If there are more exciting harpsichordists anywhere in the world these days than Mahan Esfahani, then they’ve yet to make their presence known (and they certainly haven’t made any commercial recordings). Following his stunning recording of the Bach Goldberg Variations for Deutsche Grammophon (B0025379-02), he now returns to Hyperion for what may be his most revelatory and satisfying recording yet.

In his charming and illuminating notes for the album, Esfahani explains that his interest in the music of the Elizabethan and Jacobean virginalists began so early that pieces by Mundy and Byrd appeared on his first recital as a harpsichordist when he was a 19-year-old sophomore at Stanford: “I probably did not play these pieces—or anything—particularly well (some might say not much has changed) but I do remember choosing to play them because I was fascinated by the intense power of a music I didn’t quite understand. It was around this time that my late mentor George Houle posed a serious question whilst we took one of our periodic walks in the Stanford hills: Would a culture that produced Shakespeare have produced merely second- or third-rate music?”

While the individual glories of the album are too numerous to enumerate in any detail, the two works by William Byrd—including the Nynth pavian and galliarde, whose subtitle gives the album its name—are worthy of special mention, beginning with the fantasy on the rising and falling hexachord, Ut, re, mi, fa, sol, la, which the harpsichordist considers the composer’s masterpiece (and from the way he plays it, it’s hard to disagree).

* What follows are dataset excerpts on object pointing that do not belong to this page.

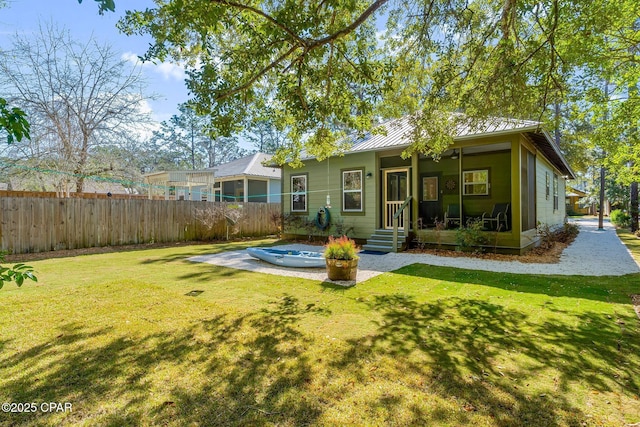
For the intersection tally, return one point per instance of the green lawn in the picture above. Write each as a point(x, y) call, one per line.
point(115, 335)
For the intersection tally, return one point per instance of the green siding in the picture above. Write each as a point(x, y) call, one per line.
point(326, 178)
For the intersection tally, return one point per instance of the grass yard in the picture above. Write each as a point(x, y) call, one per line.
point(114, 335)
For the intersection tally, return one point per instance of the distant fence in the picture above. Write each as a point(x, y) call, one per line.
point(30, 224)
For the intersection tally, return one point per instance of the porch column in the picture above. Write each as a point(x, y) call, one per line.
point(268, 191)
point(415, 175)
point(516, 189)
point(460, 189)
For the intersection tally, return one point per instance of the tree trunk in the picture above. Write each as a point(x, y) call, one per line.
point(633, 210)
point(601, 212)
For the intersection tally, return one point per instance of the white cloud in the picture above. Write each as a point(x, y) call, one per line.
point(168, 70)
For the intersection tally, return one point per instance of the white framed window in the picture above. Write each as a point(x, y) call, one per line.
point(475, 183)
point(298, 193)
point(555, 192)
point(352, 191)
point(547, 185)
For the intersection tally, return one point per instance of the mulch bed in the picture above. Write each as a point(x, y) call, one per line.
point(534, 256)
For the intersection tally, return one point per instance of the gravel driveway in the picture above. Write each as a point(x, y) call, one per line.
point(593, 253)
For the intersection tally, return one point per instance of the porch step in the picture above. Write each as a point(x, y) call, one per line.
point(382, 241)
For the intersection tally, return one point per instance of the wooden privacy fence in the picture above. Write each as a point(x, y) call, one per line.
point(29, 224)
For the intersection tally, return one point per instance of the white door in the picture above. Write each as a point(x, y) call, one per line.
point(396, 190)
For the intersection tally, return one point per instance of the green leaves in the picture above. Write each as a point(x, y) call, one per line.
point(18, 273)
point(104, 6)
point(326, 69)
point(14, 122)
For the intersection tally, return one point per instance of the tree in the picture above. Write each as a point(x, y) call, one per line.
point(104, 6)
point(193, 143)
point(326, 71)
point(79, 97)
point(265, 137)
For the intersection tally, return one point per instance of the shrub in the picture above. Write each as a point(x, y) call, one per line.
point(341, 248)
point(620, 218)
point(18, 273)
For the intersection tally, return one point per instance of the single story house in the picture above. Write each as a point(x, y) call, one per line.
point(574, 206)
point(248, 180)
point(509, 174)
point(242, 180)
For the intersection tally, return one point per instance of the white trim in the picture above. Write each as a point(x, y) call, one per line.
point(305, 193)
point(361, 191)
point(485, 183)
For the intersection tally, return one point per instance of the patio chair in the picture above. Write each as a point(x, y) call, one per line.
point(499, 215)
point(452, 215)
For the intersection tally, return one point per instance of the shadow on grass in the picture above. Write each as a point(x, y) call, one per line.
point(261, 368)
point(611, 289)
point(210, 248)
point(458, 345)
point(251, 368)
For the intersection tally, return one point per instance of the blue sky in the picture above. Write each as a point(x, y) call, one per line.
point(83, 21)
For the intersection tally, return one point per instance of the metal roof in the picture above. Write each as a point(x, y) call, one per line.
point(397, 133)
point(250, 165)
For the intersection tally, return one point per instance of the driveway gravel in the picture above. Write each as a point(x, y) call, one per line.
point(593, 253)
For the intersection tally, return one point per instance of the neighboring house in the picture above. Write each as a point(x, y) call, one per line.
point(181, 185)
point(242, 180)
point(510, 162)
point(248, 180)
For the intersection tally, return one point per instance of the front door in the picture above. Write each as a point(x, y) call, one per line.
point(396, 190)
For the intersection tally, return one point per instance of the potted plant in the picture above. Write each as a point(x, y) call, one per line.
point(341, 258)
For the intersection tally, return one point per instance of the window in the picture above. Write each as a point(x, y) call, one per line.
point(298, 193)
point(555, 192)
point(547, 186)
point(476, 183)
point(352, 191)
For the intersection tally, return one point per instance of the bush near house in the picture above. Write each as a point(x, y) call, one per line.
point(620, 218)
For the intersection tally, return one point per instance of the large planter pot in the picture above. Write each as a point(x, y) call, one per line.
point(340, 269)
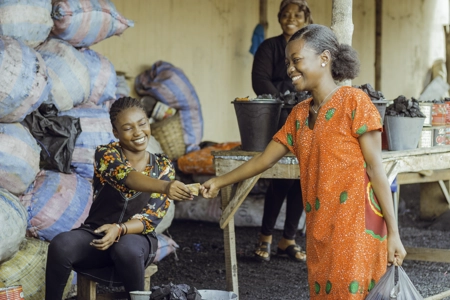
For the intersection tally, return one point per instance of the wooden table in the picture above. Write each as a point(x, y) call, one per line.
point(405, 165)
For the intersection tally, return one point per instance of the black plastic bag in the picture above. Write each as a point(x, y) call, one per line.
point(56, 135)
point(387, 289)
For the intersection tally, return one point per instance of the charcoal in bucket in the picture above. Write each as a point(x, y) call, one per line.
point(217, 295)
point(257, 121)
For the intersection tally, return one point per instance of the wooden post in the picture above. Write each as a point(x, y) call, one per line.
point(447, 50)
point(263, 15)
point(342, 24)
point(378, 34)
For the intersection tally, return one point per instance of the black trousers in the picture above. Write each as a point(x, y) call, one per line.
point(278, 190)
point(71, 249)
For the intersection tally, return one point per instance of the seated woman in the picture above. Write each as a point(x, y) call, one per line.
point(132, 188)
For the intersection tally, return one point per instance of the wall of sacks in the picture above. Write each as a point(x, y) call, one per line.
point(46, 66)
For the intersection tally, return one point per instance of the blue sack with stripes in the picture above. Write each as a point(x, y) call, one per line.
point(67, 68)
point(103, 77)
point(56, 202)
point(26, 20)
point(19, 158)
point(171, 86)
point(83, 23)
point(24, 84)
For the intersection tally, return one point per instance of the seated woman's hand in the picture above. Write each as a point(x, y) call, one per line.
point(177, 190)
point(111, 232)
point(209, 189)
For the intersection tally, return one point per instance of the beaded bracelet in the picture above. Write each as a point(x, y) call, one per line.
point(120, 231)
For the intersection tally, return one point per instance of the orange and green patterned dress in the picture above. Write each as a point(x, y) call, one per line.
point(345, 230)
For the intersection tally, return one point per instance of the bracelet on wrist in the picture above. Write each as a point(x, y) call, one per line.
point(120, 231)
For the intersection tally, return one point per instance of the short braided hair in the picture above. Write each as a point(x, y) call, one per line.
point(122, 104)
point(344, 59)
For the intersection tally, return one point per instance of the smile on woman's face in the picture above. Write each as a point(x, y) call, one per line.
point(132, 129)
point(303, 65)
point(292, 20)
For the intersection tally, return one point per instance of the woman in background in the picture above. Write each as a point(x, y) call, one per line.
point(269, 76)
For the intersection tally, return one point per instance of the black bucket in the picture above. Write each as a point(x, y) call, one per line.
point(258, 122)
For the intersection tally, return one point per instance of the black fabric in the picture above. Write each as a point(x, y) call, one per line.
point(56, 135)
point(269, 74)
point(121, 264)
point(111, 206)
point(277, 191)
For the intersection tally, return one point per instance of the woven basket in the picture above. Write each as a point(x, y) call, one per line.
point(169, 134)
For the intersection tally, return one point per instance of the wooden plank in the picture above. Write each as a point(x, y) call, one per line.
point(229, 239)
point(428, 254)
point(416, 177)
point(378, 40)
point(444, 191)
point(279, 170)
point(263, 15)
point(242, 191)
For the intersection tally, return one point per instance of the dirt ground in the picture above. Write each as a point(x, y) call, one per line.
point(200, 261)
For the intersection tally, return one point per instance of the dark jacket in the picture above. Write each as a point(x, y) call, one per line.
point(269, 74)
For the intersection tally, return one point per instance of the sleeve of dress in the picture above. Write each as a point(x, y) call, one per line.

And if there were any lingering doubts that Byrd was one of the first great keyboard composers, the Passinge mesures allays them in what Esfahani rightly calls “a web of magic so incandescent that there is energy emitting from every passing dissonance, every new motif, every unleashed torrent of semiquavers, before returning to the quiet repose of the ancient, noble dance.”

Much of what makes the collection so enjoyable is the physical sound of Esfahani’s instrument, a double manual built in Oxford in 1990, based on a harpsichord made by Carl Conrad Fleischer in Hamburg in 1710. In addition to its clarity and crispness, there’s an embracing warmth and richness that makes it ideally appropriate for the two items by John Bull—“If Byrd is the Bach of the virginalists, then Bull is their Schumann”—particularly in the Chromatic pavan and galliard, which ranks with the most harmonically wacked-out music of Bull’s contemporary Carlo Gesualdo. The colors which the instrument produces also do very handsomely by Thomas Tomkins—“their Debussy”—most obviously in the startlingly intricate and inventive variations on Barafostus Dream which serves as the album’s arresting curtain-raiser.

Scattered among the masterpieces are delightful miniatures like Farnaby’s Nobodyes Gigge and Why aske you, the anonymous The Scottish gigg, and John Dowland’s version of the familiar Can she excuse my wrongs?, which are all dispatched with the same verve and meticulous attention to detail. Moreover, the sequence of pieces is so carefully chosen that the album coheres beautifully as an album, which can be listened to from beginning to end without the slightest hint of listener fatigue.

Even those whose opinions about the instrument were shaped by Wanda Landowska’s great clanking monstrosity—or Beecham’s notorious quips—need to place themselves in the hands of the harpsichord’s most persuasive living advocate to have their minds put right forthwith.